Butto (Pagoda) (仏塔)

A pagoda is a Buddhist building derived from the ancient Indian stupa.
The Sanskrit word 'stupa' was transliterated into Japanese as 'sotoba' and this became abbreviated to 'toba' and simply 'to.'
A stupa is a mound-like structure containing Buddhist relics which was transmitted to China during the Han Dynasty and became influenced by the architecture of the wooden buildings of the time. It was during this period that the word 'to' became used to describe stupa. The stupa later made its way to Japan. Many pagodas in Japan including the five-storey, three-storey and two-storey forms are made of wood (such as Japanese cypress). Despite the wide variation of shapes, all retain the significance of the original stupa. A large number were constructed using funds donated by Buddhist followers.

To

To' is an abbreviation of 'sotoba' or 'toba' and originally referred to five-storey and three-storey pagodas but came to refer to any tall, narrow structure which tapers to a point at the top such as Tokyo Tower.

Soto/tasoto

The words 'soto' and 'tasoto' often refer to pagodas with two or more storeys such as two-storey, three-storey or five-storey pagodas/
Relatively short pagodas such as three-storey and five-storey varieties are often made of wood but many of the taller ones such as the thirteen-story pagoda at Tanzan-jinja Shrine are made of stone. There are also small three-storey and five-storey pagodas that are placed in gardens.

Tacchu

The word 'tacchu' originally referred to the 'to no hotori' (grave of a temple founder or high priest) erected by the disciples of a founding priest or Zen temple high priest following his death, or a small temple constructed in the grounds of a larger Zen temple. Tacchu' as well as the word 'toin' later came to refer to a sub-temple built within the grounds of another temple to serve as the residence of a high priest in his retirement. The word 'tacchu' is also written using alternative characters.
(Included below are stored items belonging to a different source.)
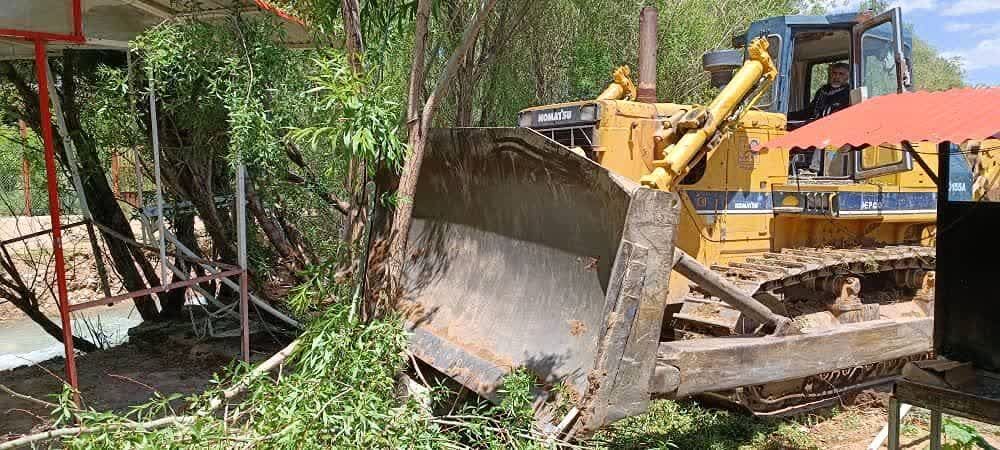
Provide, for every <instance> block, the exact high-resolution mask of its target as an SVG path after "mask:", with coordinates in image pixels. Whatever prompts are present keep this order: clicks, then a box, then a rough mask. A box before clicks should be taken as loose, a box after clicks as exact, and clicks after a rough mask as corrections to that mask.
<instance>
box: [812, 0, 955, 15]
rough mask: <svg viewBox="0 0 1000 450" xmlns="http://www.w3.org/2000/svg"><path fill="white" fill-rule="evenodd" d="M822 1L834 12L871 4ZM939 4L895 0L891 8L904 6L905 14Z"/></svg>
mask: <svg viewBox="0 0 1000 450" xmlns="http://www.w3.org/2000/svg"><path fill="white" fill-rule="evenodd" d="M822 3H825V5H826V8H827V9H828V10H830V12H832V13H848V12H858V11H861V10H862V9H867V7H868V6H870V5H871V2H870V1H869V0H826V1H825V2H822ZM938 5H939V3H938V0H893V1H891V2H889V8H895V7H897V6H899V7H901V8H903V15H906V13H908V12H912V11H919V10H921V9H927V10H936V9H938Z"/></svg>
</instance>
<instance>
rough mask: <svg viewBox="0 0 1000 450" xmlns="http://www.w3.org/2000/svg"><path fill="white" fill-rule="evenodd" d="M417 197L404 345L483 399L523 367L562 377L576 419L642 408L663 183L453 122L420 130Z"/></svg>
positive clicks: (661, 322) (668, 236)
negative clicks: (503, 377)
mask: <svg viewBox="0 0 1000 450" xmlns="http://www.w3.org/2000/svg"><path fill="white" fill-rule="evenodd" d="M413 202H414V204H413V225H412V227H411V229H410V232H409V235H408V244H407V245H408V247H407V260H406V261H405V280H404V283H403V293H402V297H401V300H400V303H399V304H400V309H401V310H402V311H403V312H404V315H405V317H406V320H407V323H408V327H409V329H410V330H411V332H412V333H411V338H410V348H411V351H412V352H413V353H414V355H416V356H417V357H418V358H420V359H421V360H423V361H424V362H426V363H428V364H430V365H431V366H433V367H435V368H436V369H438V370H440V371H442V372H444V373H445V374H447V375H448V376H450V377H452V378H453V379H454V380H456V381H458V382H459V383H461V384H462V385H464V386H466V387H467V388H468V389H471V390H472V391H475V392H477V393H479V394H481V395H483V396H485V397H487V398H490V399H491V400H497V397H498V394H499V392H498V389H499V388H500V387H501V384H502V379H503V377H504V376H505V375H506V374H508V373H510V372H511V371H512V370H513V369H515V368H519V367H525V368H527V369H528V370H529V371H531V372H532V373H533V374H534V375H535V376H536V377H537V378H538V379H539V381H541V382H542V383H543V387H549V388H551V387H552V386H554V385H556V384H558V383H562V384H563V385H564V386H565V387H566V388H568V389H569V391H570V392H571V394H570V395H569V396H568V397H569V398H570V401H571V402H572V403H573V404H574V406H576V407H577V408H578V411H579V412H580V414H579V416H578V420H577V422H576V425H575V426H574V427H573V430H574V432H583V433H587V432H590V431H592V430H595V429H597V428H599V427H601V426H603V425H605V424H607V423H610V422H612V421H614V420H617V419H620V418H623V417H627V416H630V415H635V414H639V413H642V412H645V410H646V408H647V406H648V403H649V401H650V389H651V383H652V378H653V372H654V369H655V366H656V353H657V348H658V342H659V338H660V328H661V325H662V320H663V308H664V301H665V299H666V296H667V289H668V285H667V282H668V280H669V279H670V271H671V267H672V255H673V250H674V235H675V229H676V227H677V222H678V208H677V205H678V202H677V199H676V197H675V196H674V195H673V194H671V193H667V192H661V191H656V190H650V189H647V188H644V187H640V186H639V185H638V184H636V183H634V182H632V181H629V180H627V179H625V178H623V177H620V176H617V175H614V174H612V173H610V172H609V171H608V170H606V169H604V168H603V167H601V166H599V165H598V164H596V163H594V162H593V161H591V160H589V159H587V158H584V157H582V156H578V155H577V154H575V153H573V151H571V150H569V149H567V148H566V147H564V146H562V145H560V144H558V143H556V142H554V141H552V140H550V139H548V138H546V137H544V136H542V135H540V134H538V133H536V132H534V131H532V130H530V129H526V128H455V129H436V130H432V131H431V133H430V134H429V136H428V142H427V147H426V150H425V156H424V160H423V167H422V169H421V172H420V178H419V180H418V184H417V191H416V194H415V196H414V199H413ZM546 392H548V391H547V389H542V390H541V391H540V392H539V394H538V398H537V399H536V400H542V399H544V398H545V396H546V395H547V394H546Z"/></svg>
In Chinese Zen temples, it was originally the practice that the head priest would reside with the monks at the eastern or western so-do hall after he retired. As time passed and small temples were built within the grounds of larger temples, these became inhabited but these were limited to a single Zen monk per building.

This Chinese custom reached Japan and these buildings came to be seen as permanent sub-temples that served as the graves of individuals, such as the founding priest, who were particularly important to a Zen temple to create the uniquely Japanese concept of the 'tacchu.'
There were also tacchu that acquired their own patron and estate, and were kept running by the disciples.